We entered Intramuros through one of the many bridges under the city walls right by Fort Santiago which we decided to come back to explore once we had had a look around. We ended up at Plaza Roma which is flanked by the Governors Palace and Manila Cathedral as well as more bici taxis offering tours than you could shake a stick at! To escape both the annoying cries of 'taxi, taxi' everywhere you turned and the oppressive heat, we went into the Cathedral for a look around. It turned out to be very pretty, with some of the most vivid, colourful stained glass windows I have ever seen as well as some amazing carved doors and a large set of organ pipes almost hidden at the back. The Cathedral, originally erected in 1581, has been destroyed many times by fires, earthquakes, typhoons and WW2 to name a few culprits so it is actually quite modern having been most recently rebuilt from 1954-58. It was here that we said goodbye to our cruise ship friends and went our separate ways, us to Fort Santiago and them I believe on a tour of Intramuros, having finally succumbed to the pestering touts!
Fort Santiago, or what remains of it, was originally the seat of power of both Spain and the US as well as being a fearful prison during the Spanish regime and scene of many atrocities during the Japanese occupation. It is a sad looking site, apart from the vast walls, many of the buildings are in complete disrepair and it seemed that every other 'exhibit' was closed due to maintenance (or lack of, we believe) meaning that other than walking around the perimeter there really wasn't that much to see apart from the Rizal Shrine. This is where Jose Rizal was held before his execution and despite a whole 'mini museum' including excerpts of letters and many boards telling of how he was innocent of charges of conspiracy...we couldn't actually find out the significance of this man, his trial (or lack of) or what he was supposed to be conspiring against, this all apparently supposed to be prior public knowledge...maybe I will google him sometime! Anyway, it was nice to escape the heat (sorry, this will be a recurring theme throughout this Asia blog I believe!) and get a look inside the old fort before going on to explore more of Intramuros. We walked down cobbled streets, saw pretty San Aguustin Church with it's attached museum, took pictures of old colonial style buildings and perused various artefacts for sale in some of the many gift shops before heading out of the 'City within a City' and back towards our hostel for the night.

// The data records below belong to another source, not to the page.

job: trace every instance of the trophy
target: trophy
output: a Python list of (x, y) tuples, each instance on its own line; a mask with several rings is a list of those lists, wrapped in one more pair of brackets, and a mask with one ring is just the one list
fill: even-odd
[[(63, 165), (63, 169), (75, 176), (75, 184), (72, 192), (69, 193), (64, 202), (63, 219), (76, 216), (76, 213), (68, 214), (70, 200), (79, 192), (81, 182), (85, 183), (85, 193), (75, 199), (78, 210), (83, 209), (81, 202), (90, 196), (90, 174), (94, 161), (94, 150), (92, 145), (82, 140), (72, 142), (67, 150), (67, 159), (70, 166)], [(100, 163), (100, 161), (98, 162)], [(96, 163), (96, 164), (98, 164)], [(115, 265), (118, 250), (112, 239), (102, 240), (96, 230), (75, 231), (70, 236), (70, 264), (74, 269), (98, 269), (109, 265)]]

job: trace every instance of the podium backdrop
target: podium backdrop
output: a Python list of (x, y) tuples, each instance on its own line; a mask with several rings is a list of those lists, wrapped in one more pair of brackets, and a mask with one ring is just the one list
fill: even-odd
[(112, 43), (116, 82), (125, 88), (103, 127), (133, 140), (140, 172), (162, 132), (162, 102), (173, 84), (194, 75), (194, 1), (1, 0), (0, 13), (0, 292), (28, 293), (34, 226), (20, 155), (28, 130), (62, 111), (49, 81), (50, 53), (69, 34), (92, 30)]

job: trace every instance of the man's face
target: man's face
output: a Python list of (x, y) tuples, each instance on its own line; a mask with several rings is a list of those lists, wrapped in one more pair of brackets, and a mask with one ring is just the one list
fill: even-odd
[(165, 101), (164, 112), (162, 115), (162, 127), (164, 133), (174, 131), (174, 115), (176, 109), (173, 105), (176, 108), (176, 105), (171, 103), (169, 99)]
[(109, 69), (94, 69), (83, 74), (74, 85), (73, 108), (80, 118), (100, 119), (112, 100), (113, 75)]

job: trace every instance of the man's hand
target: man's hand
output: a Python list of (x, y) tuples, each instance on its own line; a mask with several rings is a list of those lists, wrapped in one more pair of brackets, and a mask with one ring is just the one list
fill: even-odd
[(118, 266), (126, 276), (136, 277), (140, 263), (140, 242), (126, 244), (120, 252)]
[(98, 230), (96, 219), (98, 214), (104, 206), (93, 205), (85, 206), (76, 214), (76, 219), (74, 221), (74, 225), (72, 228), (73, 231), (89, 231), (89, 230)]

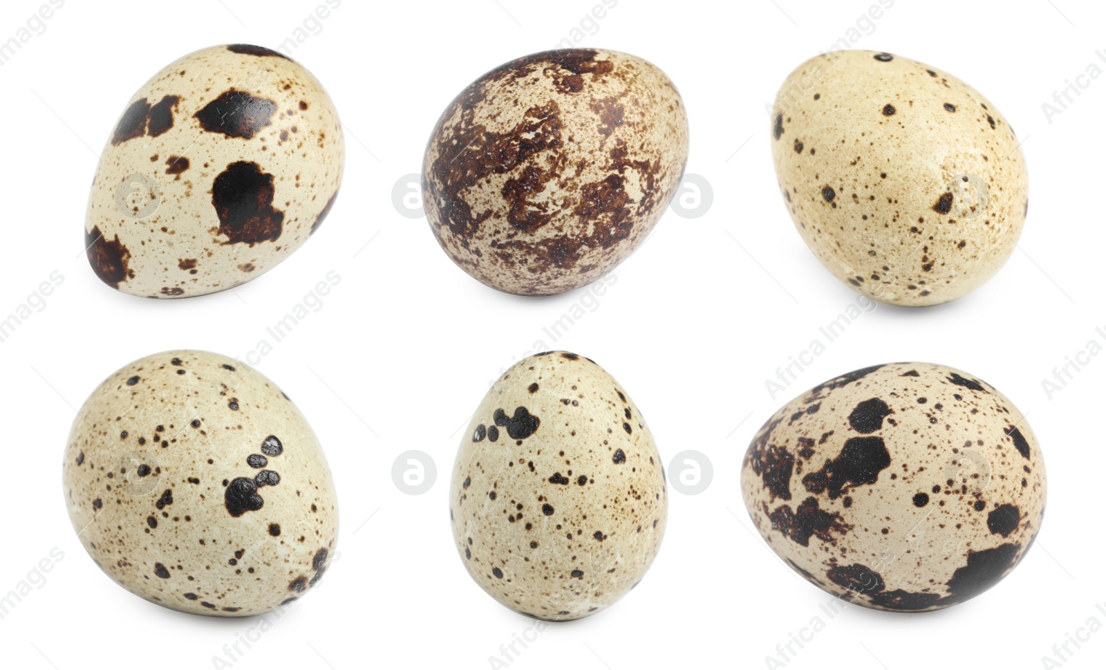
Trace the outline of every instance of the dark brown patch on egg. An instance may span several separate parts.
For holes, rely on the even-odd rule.
[[[258,46],[255,44],[227,44],[227,51],[242,53],[246,55],[276,56],[278,59],[284,59],[285,61],[292,60],[279,51],[273,51],[267,46]]]
[[[262,172],[257,163],[232,163],[215,178],[211,203],[227,244],[252,247],[280,238],[284,212],[273,208],[273,176]]]
[[[987,515],[987,528],[995,535],[1009,537],[1021,524],[1022,513],[1018,505],[1004,504],[991,510]]]
[[[184,156],[169,156],[165,165],[169,166],[165,169],[166,175],[179,175],[191,166],[189,160]]]
[[[230,88],[197,112],[196,118],[208,133],[252,139],[258,130],[272,125],[275,113],[273,101]]]
[[[331,213],[331,209],[334,207],[334,201],[337,200],[337,197],[338,192],[334,191],[334,195],[331,196],[331,199],[326,201],[326,206],[323,207],[323,210],[321,212],[319,212],[319,216],[315,218],[315,222],[311,224],[311,232],[309,232],[307,234],[312,235],[315,234],[315,231],[319,230],[319,227],[322,226],[323,221],[326,220],[326,216]]]
[[[942,193],[933,205],[933,211],[939,214],[947,214],[952,211],[952,193]]]
[[[764,505],[764,513],[771,520],[773,530],[803,546],[810,545],[812,536],[828,544],[837,544],[834,533],[844,534],[853,527],[844,523],[837,512],[820,509],[818,501],[813,495],[795,507],[794,512],[791,505],[780,505],[769,513],[768,505]]]
[[[1029,460],[1030,443],[1025,439],[1025,436],[1022,435],[1022,431],[1018,430],[1016,426],[1010,426],[1008,428],[1003,428],[1003,432],[1005,432],[1010,439],[1014,441],[1014,449],[1018,450],[1018,453],[1022,454],[1022,458]]]
[[[146,125],[146,133],[150,137],[157,137],[173,128],[173,109],[180,102],[176,95],[166,95],[161,102],[149,108],[149,121]]]
[[[119,235],[114,240],[106,240],[100,232],[100,227],[94,226],[84,235],[85,255],[93,272],[112,289],[118,289],[119,282],[134,276],[127,269],[127,261],[131,260],[131,252],[119,242]]]
[[[115,126],[112,145],[119,145],[128,139],[145,135],[147,115],[149,115],[149,103],[146,102],[145,97],[131,103],[131,106],[119,118],[118,125]]]
[[[837,500],[856,486],[876,483],[890,464],[883,438],[849,438],[836,459],[826,459],[822,470],[803,477],[803,485],[811,493],[828,491],[830,500]]]
[[[265,501],[258,495],[258,485],[244,477],[236,478],[223,493],[223,502],[231,516],[241,516],[264,506]]]

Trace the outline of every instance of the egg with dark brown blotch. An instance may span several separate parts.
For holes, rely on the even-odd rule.
[[[427,145],[424,203],[462,270],[551,295],[645,241],[687,156],[684,102],[664,72],[617,51],[547,51],[495,67],[449,104]]]
[[[545,620],[591,616],[637,586],[668,516],[637,405],[568,352],[524,358],[495,381],[461,438],[449,501],[469,575]]]
[[[227,356],[165,352],[113,373],[73,421],[62,474],[96,565],[170,609],[263,614],[336,556],[319,440],[276,385]]]
[[[250,44],[190,53],[134,94],[104,145],[88,262],[132,295],[231,289],[319,229],[344,163],[337,111],[303,65]]]
[[[795,228],[857,292],[945,303],[1014,251],[1029,211],[1021,140],[947,72],[889,53],[824,53],[780,87],[770,133]]]
[[[1009,398],[943,365],[820,384],[757,432],[741,492],[811,584],[889,611],[963,603],[1003,579],[1044,517],[1044,460]]]

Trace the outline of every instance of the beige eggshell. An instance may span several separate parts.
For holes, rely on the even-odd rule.
[[[688,156],[684,101],[617,51],[504,63],[442,113],[422,163],[438,243],[484,284],[550,295],[595,281],[648,237]]]
[[[772,107],[795,228],[834,276],[895,305],[956,300],[1006,262],[1029,210],[1019,142],[968,84],[874,51],[806,61]]]
[[[978,596],[1041,530],[1044,460],[1018,408],[929,363],[842,375],[780,408],[741,491],[768,545],[815,586],[891,611]]]
[[[190,53],[135,93],[104,145],[88,262],[132,295],[231,289],[307,241],[344,163],[334,103],[305,67],[249,44]]]
[[[653,435],[591,359],[524,358],[461,439],[449,516],[469,575],[504,606],[578,619],[622,598],[660,547],[668,494]]]
[[[63,483],[96,565],[171,609],[269,611],[314,587],[334,554],[319,440],[272,381],[219,354],[165,352],[112,374],[73,421]]]

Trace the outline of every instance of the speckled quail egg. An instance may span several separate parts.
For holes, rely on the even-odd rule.
[[[688,156],[664,72],[617,51],[546,51],[458,95],[422,163],[438,243],[484,284],[550,295],[595,281],[648,237]]]
[[[753,523],[808,582],[891,611],[963,603],[1041,530],[1045,471],[1025,417],[990,384],[876,365],[787,402],[741,471]]]
[[[484,396],[450,483],[453,542],[507,607],[578,619],[625,596],[660,547],[665,474],[637,405],[593,360],[523,358]]]
[[[795,228],[856,291],[936,305],[1013,252],[1029,210],[1020,142],[951,74],[889,53],[824,53],[783,83],[771,125]]]
[[[269,611],[311,590],[335,549],[334,482],[306,419],[218,354],[165,352],[113,373],[73,421],[63,479],[96,565],[171,609]]]
[[[231,289],[319,229],[344,161],[334,103],[305,67],[250,44],[188,54],[135,93],[104,146],[88,262],[132,295]]]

That evening we joined the throngs of locals on the harbour wall to watch the sunset over the South China Sea, made all the more spectacular by the ever present blanket of smog which reflected the light in fantastic arrays.
The next morning, as dictated by the way things in Manila seem to work, we walked 3 miles to the Ohayami bus terminal for when it opened at 8am to purchase tickets for that evenings trip to Banaue. That job done, we took our time heading back, to (I can't say admire) look at the various suburbs we were passing through, despair of the litter and rubbish that clogs the gutters and waterways and marvel at the way all the different forms of transport seem to negotiate around each other solely by the beeping of their horns! By the time we had been into the large Mall to buy some lunch and food for the journey later that day we had had enough of Manila and spent the rest of the day at the hostel.